Re: long analyze, libc bug and libicu

From: Grigory Smolkin <g(dot)smolkin(at)postgrespro(dot)ru>
To: pgsql-bugs(at)lists(dot)postgresql(dot)org, Peter Eisentraut <peter(dot)eisentraut(at)2ndquadrant(dot)com>
Subject: Re: long analyze, libc bug and libicu
Date: 2018-07-07 09:18:59
Message-ID: 2da0c289-bfc8-a40f-e13b-1b2943746e9e@postgrespro.ru
Views: Raw Message | Whole Thread | Download mbox | Resend email
Thread:
Lists: pgsql-bugs

On 07/07/2018 10:10 AM, Peter Eisentraut wrote:

> On 05.07.18 17:05, Grigory Smolkin wrote:
>> Why ANALYZE igrones column COLLATE?
> I think the statistics would be mostly the same independent of which
> collation you use. This could possibly be refined, but I don't think
> it's a major problem right now.
>

Thank you for your interest in this problem!
> I think the statistics would be mostly the same independent of which
> collation you use.

I assumed that one of the goals of using libicu is to be independent
from libc collation and it`s bugs and inconsistencies, but current
ANALYZE forced to use libc anyway, which undermines that goal.
> This could possibly be refined, but I don't think
> it's a major problem right now.

It`s a major problem to people, who use Thai alphabet.
In attachment there is a data sample(33MB on my machine).
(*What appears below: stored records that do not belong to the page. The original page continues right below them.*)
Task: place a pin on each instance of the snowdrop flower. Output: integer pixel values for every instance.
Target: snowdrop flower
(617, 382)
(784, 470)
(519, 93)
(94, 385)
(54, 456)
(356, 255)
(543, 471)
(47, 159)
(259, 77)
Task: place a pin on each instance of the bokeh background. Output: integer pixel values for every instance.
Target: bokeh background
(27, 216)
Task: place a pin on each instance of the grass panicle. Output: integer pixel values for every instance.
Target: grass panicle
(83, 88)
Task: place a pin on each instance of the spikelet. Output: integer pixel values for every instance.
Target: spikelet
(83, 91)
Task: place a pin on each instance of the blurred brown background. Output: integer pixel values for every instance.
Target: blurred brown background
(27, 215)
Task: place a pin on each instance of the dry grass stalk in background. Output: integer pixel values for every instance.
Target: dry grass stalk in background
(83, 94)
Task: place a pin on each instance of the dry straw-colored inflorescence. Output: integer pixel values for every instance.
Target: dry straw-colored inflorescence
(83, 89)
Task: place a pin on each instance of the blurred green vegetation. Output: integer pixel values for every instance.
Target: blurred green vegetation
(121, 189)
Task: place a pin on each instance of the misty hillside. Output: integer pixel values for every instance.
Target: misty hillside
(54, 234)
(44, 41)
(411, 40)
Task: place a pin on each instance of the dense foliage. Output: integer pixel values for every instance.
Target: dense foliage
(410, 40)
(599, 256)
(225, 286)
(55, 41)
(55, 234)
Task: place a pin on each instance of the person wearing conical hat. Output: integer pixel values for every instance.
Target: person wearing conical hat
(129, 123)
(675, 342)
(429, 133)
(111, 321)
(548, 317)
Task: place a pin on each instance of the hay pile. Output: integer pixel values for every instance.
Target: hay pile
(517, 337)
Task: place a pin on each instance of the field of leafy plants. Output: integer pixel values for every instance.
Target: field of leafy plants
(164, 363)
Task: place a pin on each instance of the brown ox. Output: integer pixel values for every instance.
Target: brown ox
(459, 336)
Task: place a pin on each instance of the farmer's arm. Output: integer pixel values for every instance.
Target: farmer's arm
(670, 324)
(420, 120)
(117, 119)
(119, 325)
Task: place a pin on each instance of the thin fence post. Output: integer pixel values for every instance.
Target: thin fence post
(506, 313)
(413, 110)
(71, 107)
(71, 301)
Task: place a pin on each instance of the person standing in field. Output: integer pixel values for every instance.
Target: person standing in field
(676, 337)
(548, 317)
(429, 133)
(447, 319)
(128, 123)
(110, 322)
ANALYZE`ing it
comes up with following results:

postgres=# ANALYZE t_icu_coll;
ANALYZE
Time: 2252086.648 ms

37minutes on 33MB table is painful. On big tables autovacuum ANALYZE
goes for hours, starving autovacuum VACUUM for worker
slots(autovacuum_max_workers).
Another major problem is that in strol_l() backend process ignores
pg_terminate_backend()/pg_cancel_backend() functions.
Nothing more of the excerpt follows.